Six years ago, he was the young face of the NFL, a superstar who would help carry the league into the next generation. Michael Vick was a human highlight reel, gifted beyond belief, a quarterback who reached our living rooms like none other simply because he performed like none other.
He was everything the NFL wanted, a true entertainer, talented and marketable, an African-American passer who unlike most before him tapped into inner cities and suburbs just the same. Look around and count the people who wore his No. 7 Atlanta Falcons jersey. They weren't all Falcons fans. They weren't all football fans.
They were Michael Vick fans.
In time, the legal system will determine whether Vick ran a gruesome dog-fighting operation on his Virginia property, as alleged in an 18-page federal indictment handed up this week. He and three others charged face six years in prison if convicted.

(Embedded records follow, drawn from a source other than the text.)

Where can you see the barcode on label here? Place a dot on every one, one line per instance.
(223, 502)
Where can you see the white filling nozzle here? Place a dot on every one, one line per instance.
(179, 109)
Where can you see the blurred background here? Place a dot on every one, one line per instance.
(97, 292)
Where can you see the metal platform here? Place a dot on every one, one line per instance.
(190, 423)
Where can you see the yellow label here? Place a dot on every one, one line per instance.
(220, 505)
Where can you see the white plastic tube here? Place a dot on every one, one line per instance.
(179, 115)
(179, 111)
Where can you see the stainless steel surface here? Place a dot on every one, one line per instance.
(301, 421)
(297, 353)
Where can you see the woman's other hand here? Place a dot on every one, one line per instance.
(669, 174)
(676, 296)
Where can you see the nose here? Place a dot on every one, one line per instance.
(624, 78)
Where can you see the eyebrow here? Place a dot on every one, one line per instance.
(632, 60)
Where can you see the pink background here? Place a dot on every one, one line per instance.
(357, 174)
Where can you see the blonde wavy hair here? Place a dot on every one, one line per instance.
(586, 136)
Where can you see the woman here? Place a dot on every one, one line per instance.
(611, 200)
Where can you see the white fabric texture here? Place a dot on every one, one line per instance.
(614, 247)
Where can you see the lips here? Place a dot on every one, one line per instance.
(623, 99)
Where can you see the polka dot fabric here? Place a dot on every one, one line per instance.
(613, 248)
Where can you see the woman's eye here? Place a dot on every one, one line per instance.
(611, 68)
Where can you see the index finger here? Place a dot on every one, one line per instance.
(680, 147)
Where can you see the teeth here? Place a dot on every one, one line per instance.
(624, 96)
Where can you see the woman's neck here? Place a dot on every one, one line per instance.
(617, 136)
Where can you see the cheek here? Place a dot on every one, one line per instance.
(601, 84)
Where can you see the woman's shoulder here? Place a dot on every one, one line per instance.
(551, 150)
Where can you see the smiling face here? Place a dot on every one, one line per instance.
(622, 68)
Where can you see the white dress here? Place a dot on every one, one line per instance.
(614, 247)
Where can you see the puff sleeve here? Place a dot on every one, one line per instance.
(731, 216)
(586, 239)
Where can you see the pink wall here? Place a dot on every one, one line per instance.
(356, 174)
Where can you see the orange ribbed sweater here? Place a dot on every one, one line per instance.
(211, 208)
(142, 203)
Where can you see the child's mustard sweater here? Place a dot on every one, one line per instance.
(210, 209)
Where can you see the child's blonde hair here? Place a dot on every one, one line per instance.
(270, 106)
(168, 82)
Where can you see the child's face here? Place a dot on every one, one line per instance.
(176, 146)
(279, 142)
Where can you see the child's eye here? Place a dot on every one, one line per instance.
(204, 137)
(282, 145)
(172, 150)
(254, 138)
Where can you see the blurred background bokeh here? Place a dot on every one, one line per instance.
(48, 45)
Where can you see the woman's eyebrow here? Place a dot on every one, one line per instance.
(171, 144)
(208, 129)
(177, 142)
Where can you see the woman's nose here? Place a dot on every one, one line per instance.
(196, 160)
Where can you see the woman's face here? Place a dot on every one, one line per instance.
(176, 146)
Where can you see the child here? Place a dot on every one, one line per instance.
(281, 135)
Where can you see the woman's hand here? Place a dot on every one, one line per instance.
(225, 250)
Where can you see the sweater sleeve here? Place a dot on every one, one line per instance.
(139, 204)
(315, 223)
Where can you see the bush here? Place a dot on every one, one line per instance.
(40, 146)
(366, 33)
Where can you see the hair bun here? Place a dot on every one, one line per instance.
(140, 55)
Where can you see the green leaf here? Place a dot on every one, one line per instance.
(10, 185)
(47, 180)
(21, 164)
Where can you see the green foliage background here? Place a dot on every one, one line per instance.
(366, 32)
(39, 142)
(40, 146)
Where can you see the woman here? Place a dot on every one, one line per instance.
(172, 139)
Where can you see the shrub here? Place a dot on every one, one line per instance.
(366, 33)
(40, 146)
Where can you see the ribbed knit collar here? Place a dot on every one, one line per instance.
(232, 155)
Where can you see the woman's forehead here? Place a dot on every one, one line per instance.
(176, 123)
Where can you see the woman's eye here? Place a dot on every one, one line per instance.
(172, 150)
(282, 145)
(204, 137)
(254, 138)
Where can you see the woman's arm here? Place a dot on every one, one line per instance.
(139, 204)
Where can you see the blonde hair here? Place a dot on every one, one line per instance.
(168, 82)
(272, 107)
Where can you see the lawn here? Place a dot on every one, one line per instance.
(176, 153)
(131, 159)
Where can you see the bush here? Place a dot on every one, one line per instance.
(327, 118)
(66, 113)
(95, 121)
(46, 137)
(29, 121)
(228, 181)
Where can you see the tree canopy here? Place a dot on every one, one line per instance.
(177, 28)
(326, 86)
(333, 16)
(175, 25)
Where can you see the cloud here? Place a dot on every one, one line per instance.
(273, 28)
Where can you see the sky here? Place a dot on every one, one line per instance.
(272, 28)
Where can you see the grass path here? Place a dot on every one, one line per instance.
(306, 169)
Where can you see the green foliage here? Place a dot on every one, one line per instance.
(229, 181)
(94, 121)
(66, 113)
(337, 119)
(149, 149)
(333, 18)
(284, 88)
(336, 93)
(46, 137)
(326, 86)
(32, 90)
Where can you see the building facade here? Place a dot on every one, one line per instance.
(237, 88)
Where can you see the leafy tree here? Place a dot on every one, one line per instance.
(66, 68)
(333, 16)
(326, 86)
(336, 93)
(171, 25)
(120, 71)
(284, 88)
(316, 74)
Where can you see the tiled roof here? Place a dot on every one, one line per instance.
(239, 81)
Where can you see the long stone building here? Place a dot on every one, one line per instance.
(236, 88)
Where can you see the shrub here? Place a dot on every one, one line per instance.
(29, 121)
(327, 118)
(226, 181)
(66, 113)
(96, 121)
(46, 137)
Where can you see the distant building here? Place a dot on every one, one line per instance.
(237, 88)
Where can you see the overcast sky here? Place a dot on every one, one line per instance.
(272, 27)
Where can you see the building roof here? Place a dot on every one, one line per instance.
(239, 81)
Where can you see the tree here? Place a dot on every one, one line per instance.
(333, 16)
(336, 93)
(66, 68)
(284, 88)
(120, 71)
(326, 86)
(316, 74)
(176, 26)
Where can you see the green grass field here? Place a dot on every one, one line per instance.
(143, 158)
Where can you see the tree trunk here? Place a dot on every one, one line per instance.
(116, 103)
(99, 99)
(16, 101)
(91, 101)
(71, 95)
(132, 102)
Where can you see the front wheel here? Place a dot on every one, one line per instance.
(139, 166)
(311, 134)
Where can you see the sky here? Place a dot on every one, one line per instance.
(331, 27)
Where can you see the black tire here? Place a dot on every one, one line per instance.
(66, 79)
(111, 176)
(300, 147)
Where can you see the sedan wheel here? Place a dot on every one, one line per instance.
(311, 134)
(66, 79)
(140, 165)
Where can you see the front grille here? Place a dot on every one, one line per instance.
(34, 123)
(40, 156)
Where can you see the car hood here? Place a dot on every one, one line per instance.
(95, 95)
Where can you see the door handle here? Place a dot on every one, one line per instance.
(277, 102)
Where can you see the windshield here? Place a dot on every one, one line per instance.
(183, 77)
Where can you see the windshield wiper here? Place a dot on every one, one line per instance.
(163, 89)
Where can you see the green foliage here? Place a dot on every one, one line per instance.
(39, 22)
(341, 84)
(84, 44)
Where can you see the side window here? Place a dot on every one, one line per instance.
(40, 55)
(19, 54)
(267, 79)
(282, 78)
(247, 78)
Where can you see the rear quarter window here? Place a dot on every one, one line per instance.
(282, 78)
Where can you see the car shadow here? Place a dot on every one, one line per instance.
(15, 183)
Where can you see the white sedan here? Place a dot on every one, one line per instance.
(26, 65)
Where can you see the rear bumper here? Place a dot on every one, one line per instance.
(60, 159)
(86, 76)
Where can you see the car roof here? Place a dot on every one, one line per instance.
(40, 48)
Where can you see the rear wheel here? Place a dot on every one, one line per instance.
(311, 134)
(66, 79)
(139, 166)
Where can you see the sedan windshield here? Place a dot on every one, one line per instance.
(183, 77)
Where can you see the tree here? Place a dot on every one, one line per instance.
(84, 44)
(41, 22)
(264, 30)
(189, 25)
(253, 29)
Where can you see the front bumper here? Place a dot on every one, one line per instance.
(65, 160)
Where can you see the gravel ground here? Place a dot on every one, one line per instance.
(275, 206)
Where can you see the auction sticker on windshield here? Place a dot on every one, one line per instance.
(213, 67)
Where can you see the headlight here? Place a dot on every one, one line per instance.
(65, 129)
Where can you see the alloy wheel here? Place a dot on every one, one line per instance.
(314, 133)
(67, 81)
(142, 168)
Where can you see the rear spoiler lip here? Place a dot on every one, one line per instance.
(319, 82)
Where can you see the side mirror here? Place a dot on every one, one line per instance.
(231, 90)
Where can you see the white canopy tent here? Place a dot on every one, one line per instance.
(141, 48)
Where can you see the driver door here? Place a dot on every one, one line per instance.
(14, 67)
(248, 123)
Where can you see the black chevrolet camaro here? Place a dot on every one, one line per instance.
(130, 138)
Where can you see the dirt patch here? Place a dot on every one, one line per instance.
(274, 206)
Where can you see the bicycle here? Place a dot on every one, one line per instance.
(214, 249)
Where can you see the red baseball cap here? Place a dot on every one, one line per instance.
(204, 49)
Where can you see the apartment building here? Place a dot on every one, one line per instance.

At minimum, the accusations against Vick force us to examine a dark subculture not often discussed at the dinner table. Training dogs to fight to the death is one thing. Betting on them is another. But what kind of sick subhuman gets his jollies from hanging, drowning, electrocuting, shooting or beating to death any animal? The feds claim that's what Vick and his cohorts did, away from the glare of packed NFL houses, for years.
The ever-popular "wrong place at the wrong time" excuse probably isn't going to fly when investigators find witnesses ready to testify that Vick wasn't just a wealthy bystander financing the operation but a longtime participant. Or when they confiscate equipment commonly used for dogfighting along his bloodstained property.
Vick will have his day in criminal court, which could be less damning than the Court of Public Opinion. You can almost hear endorsement contracts being torn up by the companies who once lined up for Vick, not to mention the 10-year deal worth $130 million he signed 2 1/2 years ago with the Falcons.
And that's a big problem for the NFL. Vick in just a few years has descended from precisely what the NFL needed to exactly what the league claims it will no longer tolerate. He's become the face of the NFL all right, a poster boy for the league's growing image problem.
It will be interesting to see how Commissioner Roger Goodell handles this one. He's been on a mission to clean up off-the-field behavior. Chris Henry was suspended after getting arrested four times. Tank Johnson was suspended for violating probation. Pacman Jones is gone for the season after repeatedly running into trouble, and he wasn't convicted of anything.
If they're the standard, Goodell can't turn soft against Vick. Henry, Johnson and Jones barely move the needle on the image scale. Vick is one of the most popular figures and money-producers in the league. If convictions follow the charges, he should be banned for life. He couldn't complain about cruel and unusual punishment now, could he?
Nothing has grown more tiresome in sports than athletes making gazillions of dollars and not respecting a penny. Guys, how about feeding the hungry? How about setting up programs for underprivileged children? How about assisting the disabled?
In fact, there are players across the league doing precisely that and more. In a perfect world, they would be the face of the NFL. Instead, they're overshadowed by the selfish and stupid.
The irony in this is that animal rights groups for years have been looking for big names to help their cause. Finally, they found their superstar. He's the fresh face they needed to take the next step. He's none other than Michael Vick.